Sua especialidade era a pediatria, mas, médico verdadeiro, fazia partos em casa, cirurgia de consultório e clínica geral. Certa vez, em 1929, ele se revelou um competente cirurgião plástico ao salvar seu filho Paulo, vítima de um acidente automobilístico, de ficar completamente desfigurado. Ferido pelos vidros estilhaçados do parabrisas do Ford 1926, abalroado de frente por um caminhão, na estrada sinuosa da Vila de Santana, o menino Paulo quatro cortes profundos na fronte e na face, que lhe fizeram cair os supercílios sobre os olhos e os lábios sobre a boca. O dr. João costurou os cortes um a um, com mão hábil e a estóica ajuda do filho, que a tudo suportou sem anestesia.

O dr. João fez também várias delicadas cirurgias, inclusive de pleurisia.
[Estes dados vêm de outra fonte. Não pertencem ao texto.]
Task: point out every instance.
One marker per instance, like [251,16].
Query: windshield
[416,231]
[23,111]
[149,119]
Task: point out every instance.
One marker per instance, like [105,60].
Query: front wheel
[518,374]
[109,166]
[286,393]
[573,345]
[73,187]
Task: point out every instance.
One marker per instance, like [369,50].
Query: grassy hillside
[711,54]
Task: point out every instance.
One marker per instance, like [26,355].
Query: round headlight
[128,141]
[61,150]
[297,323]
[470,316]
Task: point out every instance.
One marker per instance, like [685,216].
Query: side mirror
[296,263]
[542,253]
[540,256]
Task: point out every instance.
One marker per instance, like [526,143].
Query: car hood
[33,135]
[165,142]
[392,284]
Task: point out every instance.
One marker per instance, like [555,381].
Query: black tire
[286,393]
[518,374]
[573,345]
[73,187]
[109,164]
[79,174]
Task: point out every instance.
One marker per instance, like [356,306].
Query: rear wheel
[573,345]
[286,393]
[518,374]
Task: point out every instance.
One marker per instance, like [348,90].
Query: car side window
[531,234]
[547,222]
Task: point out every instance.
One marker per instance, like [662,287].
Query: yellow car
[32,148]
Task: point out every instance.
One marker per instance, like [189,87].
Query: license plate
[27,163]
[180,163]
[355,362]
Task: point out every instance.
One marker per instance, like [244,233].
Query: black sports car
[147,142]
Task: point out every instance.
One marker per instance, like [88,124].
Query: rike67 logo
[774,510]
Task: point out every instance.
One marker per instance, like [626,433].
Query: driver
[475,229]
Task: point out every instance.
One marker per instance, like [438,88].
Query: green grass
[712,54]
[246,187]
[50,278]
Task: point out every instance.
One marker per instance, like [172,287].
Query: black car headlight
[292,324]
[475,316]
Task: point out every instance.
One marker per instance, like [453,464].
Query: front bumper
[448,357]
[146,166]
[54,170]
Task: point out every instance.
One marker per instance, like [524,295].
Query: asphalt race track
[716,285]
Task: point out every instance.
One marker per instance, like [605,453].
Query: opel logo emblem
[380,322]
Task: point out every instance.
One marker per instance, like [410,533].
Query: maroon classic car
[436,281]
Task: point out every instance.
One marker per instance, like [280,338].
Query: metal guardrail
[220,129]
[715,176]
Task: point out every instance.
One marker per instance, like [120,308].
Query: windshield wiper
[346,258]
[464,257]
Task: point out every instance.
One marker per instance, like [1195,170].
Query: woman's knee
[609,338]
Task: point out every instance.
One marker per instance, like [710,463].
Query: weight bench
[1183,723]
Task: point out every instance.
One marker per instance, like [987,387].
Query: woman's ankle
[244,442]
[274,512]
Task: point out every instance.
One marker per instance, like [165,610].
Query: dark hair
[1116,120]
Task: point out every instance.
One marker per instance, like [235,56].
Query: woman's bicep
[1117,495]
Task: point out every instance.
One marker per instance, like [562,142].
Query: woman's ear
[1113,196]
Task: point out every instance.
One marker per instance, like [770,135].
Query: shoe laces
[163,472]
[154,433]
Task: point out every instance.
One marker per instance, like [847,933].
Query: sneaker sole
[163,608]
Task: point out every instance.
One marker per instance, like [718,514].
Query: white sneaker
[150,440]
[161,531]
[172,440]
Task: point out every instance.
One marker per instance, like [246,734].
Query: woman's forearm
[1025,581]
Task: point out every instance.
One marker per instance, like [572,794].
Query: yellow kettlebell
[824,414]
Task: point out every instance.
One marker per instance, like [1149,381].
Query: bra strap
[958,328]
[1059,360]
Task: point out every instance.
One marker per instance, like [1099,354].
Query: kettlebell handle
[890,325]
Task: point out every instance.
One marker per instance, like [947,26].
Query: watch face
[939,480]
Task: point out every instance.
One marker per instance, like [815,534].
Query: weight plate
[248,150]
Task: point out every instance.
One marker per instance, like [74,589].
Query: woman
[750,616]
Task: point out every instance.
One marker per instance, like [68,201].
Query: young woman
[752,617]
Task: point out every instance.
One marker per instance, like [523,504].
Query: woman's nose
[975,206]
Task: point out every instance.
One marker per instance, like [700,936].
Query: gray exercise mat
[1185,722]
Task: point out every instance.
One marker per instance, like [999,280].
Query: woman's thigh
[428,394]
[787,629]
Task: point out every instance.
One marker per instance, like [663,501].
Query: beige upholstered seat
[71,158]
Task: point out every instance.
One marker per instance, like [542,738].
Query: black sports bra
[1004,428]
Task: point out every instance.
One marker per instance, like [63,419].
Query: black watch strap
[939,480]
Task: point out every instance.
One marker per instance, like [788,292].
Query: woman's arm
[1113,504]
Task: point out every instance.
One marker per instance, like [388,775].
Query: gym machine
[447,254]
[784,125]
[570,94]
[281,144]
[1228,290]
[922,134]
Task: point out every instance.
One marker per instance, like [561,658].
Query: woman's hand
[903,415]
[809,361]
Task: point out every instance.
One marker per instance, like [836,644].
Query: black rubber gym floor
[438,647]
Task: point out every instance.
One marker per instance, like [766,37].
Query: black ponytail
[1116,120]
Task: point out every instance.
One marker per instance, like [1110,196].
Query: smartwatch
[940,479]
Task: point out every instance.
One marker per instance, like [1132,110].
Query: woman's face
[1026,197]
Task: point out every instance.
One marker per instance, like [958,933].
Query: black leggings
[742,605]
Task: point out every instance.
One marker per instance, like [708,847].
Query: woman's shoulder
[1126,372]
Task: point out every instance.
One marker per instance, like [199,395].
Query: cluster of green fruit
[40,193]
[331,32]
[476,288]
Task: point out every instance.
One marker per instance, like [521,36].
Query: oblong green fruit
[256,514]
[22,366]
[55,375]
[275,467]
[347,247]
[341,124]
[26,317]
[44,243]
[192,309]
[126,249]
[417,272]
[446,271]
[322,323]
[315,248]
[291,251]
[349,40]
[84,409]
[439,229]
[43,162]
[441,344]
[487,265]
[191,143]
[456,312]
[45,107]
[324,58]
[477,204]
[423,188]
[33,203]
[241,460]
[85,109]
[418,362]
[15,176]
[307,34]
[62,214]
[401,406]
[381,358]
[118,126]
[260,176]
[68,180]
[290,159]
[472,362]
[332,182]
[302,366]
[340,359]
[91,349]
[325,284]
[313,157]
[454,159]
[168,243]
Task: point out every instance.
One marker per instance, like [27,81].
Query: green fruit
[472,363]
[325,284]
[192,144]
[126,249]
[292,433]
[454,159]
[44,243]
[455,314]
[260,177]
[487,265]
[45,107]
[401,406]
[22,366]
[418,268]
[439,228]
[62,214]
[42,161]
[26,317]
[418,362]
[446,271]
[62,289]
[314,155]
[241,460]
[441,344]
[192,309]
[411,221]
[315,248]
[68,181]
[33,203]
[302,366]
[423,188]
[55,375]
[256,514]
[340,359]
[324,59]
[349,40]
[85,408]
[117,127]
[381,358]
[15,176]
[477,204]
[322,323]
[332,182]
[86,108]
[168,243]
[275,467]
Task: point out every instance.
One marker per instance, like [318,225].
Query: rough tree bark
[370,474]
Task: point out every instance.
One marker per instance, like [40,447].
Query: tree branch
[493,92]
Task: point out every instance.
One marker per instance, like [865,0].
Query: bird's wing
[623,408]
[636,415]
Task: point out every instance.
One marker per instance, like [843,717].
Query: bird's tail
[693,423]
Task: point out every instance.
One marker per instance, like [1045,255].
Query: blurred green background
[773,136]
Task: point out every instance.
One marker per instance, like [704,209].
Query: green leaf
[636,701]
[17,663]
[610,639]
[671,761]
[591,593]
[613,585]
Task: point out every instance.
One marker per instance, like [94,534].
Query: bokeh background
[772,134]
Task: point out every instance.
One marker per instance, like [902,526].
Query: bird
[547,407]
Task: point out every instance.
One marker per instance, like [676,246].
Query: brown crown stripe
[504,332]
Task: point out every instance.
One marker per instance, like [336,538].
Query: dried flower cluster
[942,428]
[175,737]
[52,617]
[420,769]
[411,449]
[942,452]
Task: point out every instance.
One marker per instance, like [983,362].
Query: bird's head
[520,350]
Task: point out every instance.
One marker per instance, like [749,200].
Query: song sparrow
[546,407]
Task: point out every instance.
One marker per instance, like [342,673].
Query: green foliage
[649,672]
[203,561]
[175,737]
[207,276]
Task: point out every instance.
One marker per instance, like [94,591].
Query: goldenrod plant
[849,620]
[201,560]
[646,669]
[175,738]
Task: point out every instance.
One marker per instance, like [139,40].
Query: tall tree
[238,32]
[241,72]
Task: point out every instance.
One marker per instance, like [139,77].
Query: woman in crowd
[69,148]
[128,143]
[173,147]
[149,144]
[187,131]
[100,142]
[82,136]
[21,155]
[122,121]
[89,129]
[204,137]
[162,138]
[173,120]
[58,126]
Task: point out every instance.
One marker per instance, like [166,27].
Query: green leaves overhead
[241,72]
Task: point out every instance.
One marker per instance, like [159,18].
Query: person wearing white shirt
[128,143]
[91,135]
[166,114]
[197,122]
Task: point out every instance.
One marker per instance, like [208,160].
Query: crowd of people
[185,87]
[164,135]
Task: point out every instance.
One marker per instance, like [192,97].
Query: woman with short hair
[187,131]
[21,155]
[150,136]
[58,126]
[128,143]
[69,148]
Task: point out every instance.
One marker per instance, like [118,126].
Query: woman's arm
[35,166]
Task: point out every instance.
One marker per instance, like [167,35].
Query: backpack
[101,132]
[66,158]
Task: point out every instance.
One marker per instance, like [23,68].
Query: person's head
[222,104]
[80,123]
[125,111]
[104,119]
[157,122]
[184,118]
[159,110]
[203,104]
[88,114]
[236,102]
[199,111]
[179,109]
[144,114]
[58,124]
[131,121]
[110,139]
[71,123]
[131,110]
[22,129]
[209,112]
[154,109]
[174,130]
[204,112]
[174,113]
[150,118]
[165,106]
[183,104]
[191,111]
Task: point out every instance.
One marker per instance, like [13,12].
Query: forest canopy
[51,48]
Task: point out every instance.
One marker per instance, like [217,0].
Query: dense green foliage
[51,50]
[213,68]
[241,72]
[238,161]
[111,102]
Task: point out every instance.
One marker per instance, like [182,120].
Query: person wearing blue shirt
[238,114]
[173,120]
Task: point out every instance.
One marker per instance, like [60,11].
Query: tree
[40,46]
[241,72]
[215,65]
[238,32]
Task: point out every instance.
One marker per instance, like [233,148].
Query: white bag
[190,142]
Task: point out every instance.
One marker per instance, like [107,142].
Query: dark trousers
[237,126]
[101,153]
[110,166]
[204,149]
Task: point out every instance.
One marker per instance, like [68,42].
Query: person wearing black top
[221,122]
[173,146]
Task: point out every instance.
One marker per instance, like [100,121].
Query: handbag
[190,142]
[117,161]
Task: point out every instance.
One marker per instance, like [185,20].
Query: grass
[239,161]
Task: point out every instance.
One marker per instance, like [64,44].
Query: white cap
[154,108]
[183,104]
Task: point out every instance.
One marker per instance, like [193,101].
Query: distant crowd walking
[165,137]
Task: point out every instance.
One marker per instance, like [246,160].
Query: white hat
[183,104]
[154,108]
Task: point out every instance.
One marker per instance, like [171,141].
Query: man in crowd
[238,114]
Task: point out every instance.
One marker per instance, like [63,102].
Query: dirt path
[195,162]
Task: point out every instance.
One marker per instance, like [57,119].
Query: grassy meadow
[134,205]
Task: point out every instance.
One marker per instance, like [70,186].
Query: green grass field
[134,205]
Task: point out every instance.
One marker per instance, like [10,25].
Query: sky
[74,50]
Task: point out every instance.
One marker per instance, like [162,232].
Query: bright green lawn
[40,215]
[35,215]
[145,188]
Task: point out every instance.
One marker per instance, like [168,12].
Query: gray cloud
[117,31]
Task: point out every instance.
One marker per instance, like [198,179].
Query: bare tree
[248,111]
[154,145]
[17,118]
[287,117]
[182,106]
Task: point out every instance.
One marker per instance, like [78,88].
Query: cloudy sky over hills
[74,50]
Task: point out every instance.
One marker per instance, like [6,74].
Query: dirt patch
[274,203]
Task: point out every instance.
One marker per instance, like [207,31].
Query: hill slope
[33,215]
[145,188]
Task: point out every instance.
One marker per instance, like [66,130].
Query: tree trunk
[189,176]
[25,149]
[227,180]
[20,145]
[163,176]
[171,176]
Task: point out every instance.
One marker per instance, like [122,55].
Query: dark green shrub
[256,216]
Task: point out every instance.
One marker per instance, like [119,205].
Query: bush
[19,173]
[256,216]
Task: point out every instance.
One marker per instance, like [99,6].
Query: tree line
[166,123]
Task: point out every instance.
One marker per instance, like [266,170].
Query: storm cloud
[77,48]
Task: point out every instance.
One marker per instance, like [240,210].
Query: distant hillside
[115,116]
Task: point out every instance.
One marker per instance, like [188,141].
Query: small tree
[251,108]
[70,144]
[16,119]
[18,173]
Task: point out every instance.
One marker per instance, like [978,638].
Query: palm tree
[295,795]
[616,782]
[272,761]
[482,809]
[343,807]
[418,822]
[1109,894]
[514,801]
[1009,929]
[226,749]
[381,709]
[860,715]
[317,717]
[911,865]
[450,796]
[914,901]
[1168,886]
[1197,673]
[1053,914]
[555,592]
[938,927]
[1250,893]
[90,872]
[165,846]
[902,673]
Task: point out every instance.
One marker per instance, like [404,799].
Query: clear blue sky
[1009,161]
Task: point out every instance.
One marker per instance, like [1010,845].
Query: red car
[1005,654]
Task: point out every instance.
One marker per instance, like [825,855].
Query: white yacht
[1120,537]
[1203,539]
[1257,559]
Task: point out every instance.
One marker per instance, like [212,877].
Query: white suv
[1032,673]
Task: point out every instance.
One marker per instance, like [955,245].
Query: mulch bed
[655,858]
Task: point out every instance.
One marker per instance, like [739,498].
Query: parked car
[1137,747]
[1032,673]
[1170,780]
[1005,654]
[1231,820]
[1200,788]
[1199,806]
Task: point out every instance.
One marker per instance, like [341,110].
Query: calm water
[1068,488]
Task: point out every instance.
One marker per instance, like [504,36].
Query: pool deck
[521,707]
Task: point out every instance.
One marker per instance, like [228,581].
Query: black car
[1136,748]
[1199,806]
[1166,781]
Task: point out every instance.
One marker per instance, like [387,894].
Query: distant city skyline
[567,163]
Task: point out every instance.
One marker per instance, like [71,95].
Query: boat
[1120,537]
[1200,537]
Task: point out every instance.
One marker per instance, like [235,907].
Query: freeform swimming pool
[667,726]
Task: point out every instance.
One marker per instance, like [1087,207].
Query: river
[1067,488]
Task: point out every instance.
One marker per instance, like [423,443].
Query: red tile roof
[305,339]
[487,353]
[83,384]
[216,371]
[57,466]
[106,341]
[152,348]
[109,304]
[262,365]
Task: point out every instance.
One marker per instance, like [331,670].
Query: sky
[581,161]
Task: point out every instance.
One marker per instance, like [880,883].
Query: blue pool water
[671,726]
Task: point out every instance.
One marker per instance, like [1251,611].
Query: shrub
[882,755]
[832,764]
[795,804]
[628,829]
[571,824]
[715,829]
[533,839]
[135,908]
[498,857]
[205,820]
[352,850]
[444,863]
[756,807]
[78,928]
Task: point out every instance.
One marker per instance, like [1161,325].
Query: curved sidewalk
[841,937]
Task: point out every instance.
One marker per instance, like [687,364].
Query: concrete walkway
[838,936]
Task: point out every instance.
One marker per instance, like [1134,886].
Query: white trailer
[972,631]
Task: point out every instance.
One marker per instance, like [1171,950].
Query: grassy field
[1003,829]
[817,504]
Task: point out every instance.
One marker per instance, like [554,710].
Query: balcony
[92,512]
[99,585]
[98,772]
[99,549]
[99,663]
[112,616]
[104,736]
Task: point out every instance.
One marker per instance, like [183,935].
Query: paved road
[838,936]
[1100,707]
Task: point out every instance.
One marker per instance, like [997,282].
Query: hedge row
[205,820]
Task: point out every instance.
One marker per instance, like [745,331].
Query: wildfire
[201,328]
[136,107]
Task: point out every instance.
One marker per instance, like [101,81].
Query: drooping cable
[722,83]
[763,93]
Médico infatigável e de renome, poderia ter enriquecido. Mas ficou muito longe disso. Relembrando a carreira do pai, o dr. Paulo explica com humor: “Naquele tempo a cidade era dividida em duas, politicamente. Da banda de papai, metade era da família, e poucos pagavam. A outra metade, era de correligionários, e quase sempre também não pagava”.

No campo político, ele marcou sua presença pela sua coragem cívica, seu espírito de luta e uma admirável coerência. O dr. João sempre foi homem de atitudes claras e definidas. Sempre foi homem de tomar posição e assumir, por inteiro as suas consequências. Numa época em que era arriscado militar na oposição, ele se destacou como um oposicionista intransigente.

Décadas atrás, nos tempos do PPPP – Partido Político Popular de Patos – fiscalizar eleições em certos redutos era uma temeridade. Principalmente em Lagoa Formosa, então uma terra violenta. Mas lá estava o dr. João no dia do pleito. O ambiente estava tenso. De repente alguém saca um imenso revólver e brada, irado: “Quem for do partido contrário, saia senão eu mato”. E, no que falou, berrou fogo. Abaixando-se rapidamente o dr. João evitou ser atingido. E escapou ileso saindo justamente por entre os adversários. Seguiu-se um longo tiroteio, em que meu tio Leão saiu baleado e um parente do dr. João mortalmente ferido. Como ninguém sabia do paradeiro do dr. João, logo se suspeitou de sua morte. O mistério se desfez no dia seguinte: o dr. João passara a noite em casa de um adversário político, mas velho cliente seu.

Na Câmara Municipal, ao longo de quatro legislaturas, ele travou um contínuo duelo com outro gigante de nossa terra, o saudoso Zama Maciel. Mas sem descer nunca ao ataque pessoal. E quantas vezes votou junto com seu ferrenho adversário, pondo os interesses de Patos acima de suas idiosincrasias político-partidárias – tal como o próprio Zama.

Evidentemente não estou tentando traçar uma biografia do dr. João, o que exigiria um trabalho de fôlego. Meu intento é apenas evocar um pouco de sua vida e de sua figura, numa singela homenagem a este grande vulto de nossa terra que, entre várias façanhas, está prestes a realizar outra: chegar de pé e com disposição aos 90 anos.

Como Napoleão, posso dizer a seu respeito: Patenses, do alto de seus 90 anos o dr. João vos contempla.

* 1: Farnese Dias Maciel nasceu em 27 de dezembro de 1862 e faleceu em 11 de abril de 1949.

* Fonte: Texto de Oswaldo Amorim publicado com o título “Os 90 anos do Dr. João Borges” na edição de 09 de setembro de 1976 do jornal Folha Diocesana, do arquivo do Laboratório de Ensino, Pesquisa e Extensão de História (LEPEH) do Unipam.

* Foto: Dr. João Borges, do arquivo do jornal Correio de Patos.